At the current state of the art for self-driving, this simply is not true. Humans are much better, on average. That's why the vast majority of cars are still driven by humans.
The technology will keep improving, and at some point one would expect that it will be more reliable than humans. But it's significantly less reliable now.
Self-driving cars are a solution to a problem we already fixed a hundred years ago: we fixed transit with trains.
PS: I'm not claiming that every single transport need can be solved by trains, but they do dramatically reduce the cost in human life. Yes, they have to be part of a mix of other solutions, such as denser housing. Yes, you can have bad actors that don't maintain their rail and underpay/understaff their engineers which leads to derailments, etc. I say this because the utopia of not having to drive, not caring about sleepiness, ill health, or intoxication, not having to finance or repair a vehicle or buy insurance, not renting parking spots, all that is available today without having to invent new lidar sensors or machine vision. You can just live in London or Tokyo.
> Self-driving cars are a solution to a problem we already fixed a hundred years ago: we fixed transit with trains.
Not for everyone, we didn't. Self-driving cars have the potential to serve people who don't want to restrict themselves to going places trains can take them.
> You can just live in London or Tokyo.
Not everyone either can or wants to live in such places. If I prefer to live in a less dense area and have a car, the risk is mine to take. And if at some point a self-driving car can drive me more reliably than I can drive myself, I will gladly let it do so.

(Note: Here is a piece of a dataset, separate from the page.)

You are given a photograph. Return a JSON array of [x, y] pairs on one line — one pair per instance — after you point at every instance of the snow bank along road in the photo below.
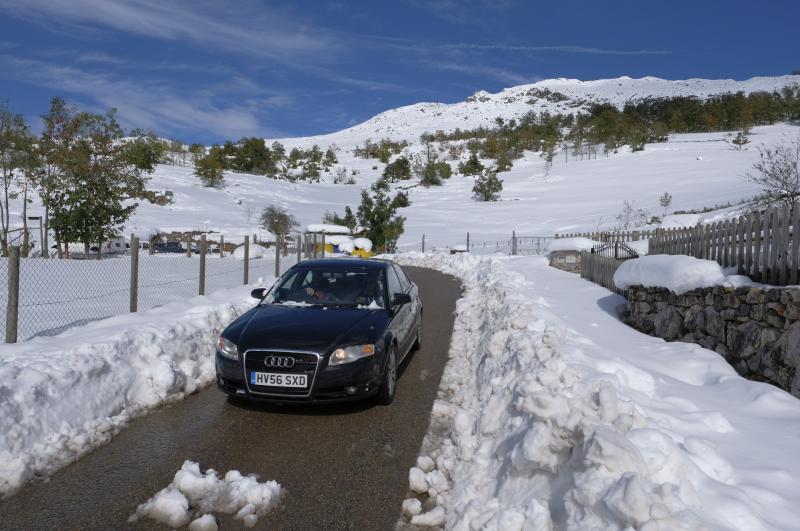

A lot of the reason, is cultural. Trains are a standard part of life. Most shows have significant scenes on commuter trains, as do ads. Probably wouldn’t apply to nations like the US.
> the million people being killed by human drivers every year?
If self-driving cars at their current level of reliability were as common as human drivers, they would be killing much more than a million people a year.
When I am satisfied that a self-driving car is more reliable than I am, I will have no problem letting it take me places instead of driving myself. But not until then.
That comment was about self-driving cars? Here I was thinking it was about Israeli arms manufacturers testing their intentionally-lethal robots on Palestine before selling them to the USA.
I’m not saying they should, but that there’s a right way to do things and a wrong way to do things.
The right way asks for community buy in, follows safety procedures, is transparent and forthcoming about failures, is honest about capabilities and limitations.
The wrong way says “I can do what I want, I’m not asking permission, if you don’t like it sue me” The wrong way throws the safety playbook out the window and puts untrained operators in charge of untested deadly machines. The wrong way doesn’t ask for community input, obfuscates and dissembles when challenged, is capricious, vindictive, and ultimately (this is the most crucial part) not effective compared to the right way of doing things.
Given a choice between the safe thing to do and the thing that will please Musk, Tesla will always choose the latter.
"I'm sorry ModernMech, but you're in violation of our CoC with your overly negative and toxic tone. We're going to go ahead, close your issue, and merge the PR to add Torment Nexus integration."
This is what happens in the real world when you're a stuck up prig, not the Hollywood movie ending you've constructed in your head.